L’improvvida fine del servizio di maggior tutela per gli utenti domestici nei settori gas ed energia elettrica (al via rispettivamente dal 10 gennaio e dal 1° luglio 2024), tra le poche cose positive, prevede una salvaguardia per i clienti definitivi vulnerabili, che mantengono il diritto di rimanere o rientrare nel servizio a tutela delle vulnerabilità.
Ma anche questo caposaldo vacilla di fronte all’arroganza di alcune aziende.

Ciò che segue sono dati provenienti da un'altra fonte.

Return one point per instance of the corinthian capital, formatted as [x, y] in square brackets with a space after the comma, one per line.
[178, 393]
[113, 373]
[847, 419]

In molti ci segnalano, infatti, che questo diritto, pensato per aiutare soggetti in una condizione di fragilità (dovuta all’età, alle condizioni economiche o alla disabilità), spesso viene negato, frapponendo ostacoli e diffondendo informazioni false e fuorvianti.
La prima complicazione si riscontra in merito alle modalità di sottoscrizione: mentre un contratto sul libero mercato si può sottoscrivere in molteplici modi (addirittura, come spesso capita, anche contro la volontà del consumatore), il contratto in tutela no: vi sono pochi uffici dedicati, solo online, per accedere al servizio il cittadino deve districarsi tra lungaggini e rinvii.
Per queste ragioni Federconsumatori ha inviato ai principali venditori una lettera con la quale chiede di conoscere, per ciascuna area territoriale, le modalità che ogni azienda mette a disposizione per sottoscrivere questo tipo di contratto: una volta completato il monitoraggio, valuterà se tali modalità sono conformi alla norma e adeguate rispetto alla funzione sociale che il servizio di tutela, oggi più che mai, ricopre.
Inoltre, Federconsumatori ha avviato una campagna informativa destinata agli utenti vulnerabili (chi ha compiuto 75 anni, percettori di bonus energia e disabili ai sensi dell’art.3 l.104/92) per informarli del loro diritto a rimanere in servizio di tutela e per invitarli a segnalare prontamente ostacoli da parte delle aziende al suo esercizio, assistendoli per ottenere il riconoscimento di questo sacrosanto diritto.
Il tema della vulnerabilità è tra le questioni prioritarie che Federconsumatori ha chiesto ad Arera di approfondire, prevedendo un ampliamento della platea dei vulnerabili ed il sanamento di alcune storture e assurdità. Non si spiega perché, infatti, solo per fare un esempio, la vulnerabilità è riconosciuta solo se il cittadino disabile è anche titolare dell’utenza, non basta che faccia parte del nucleo familiare.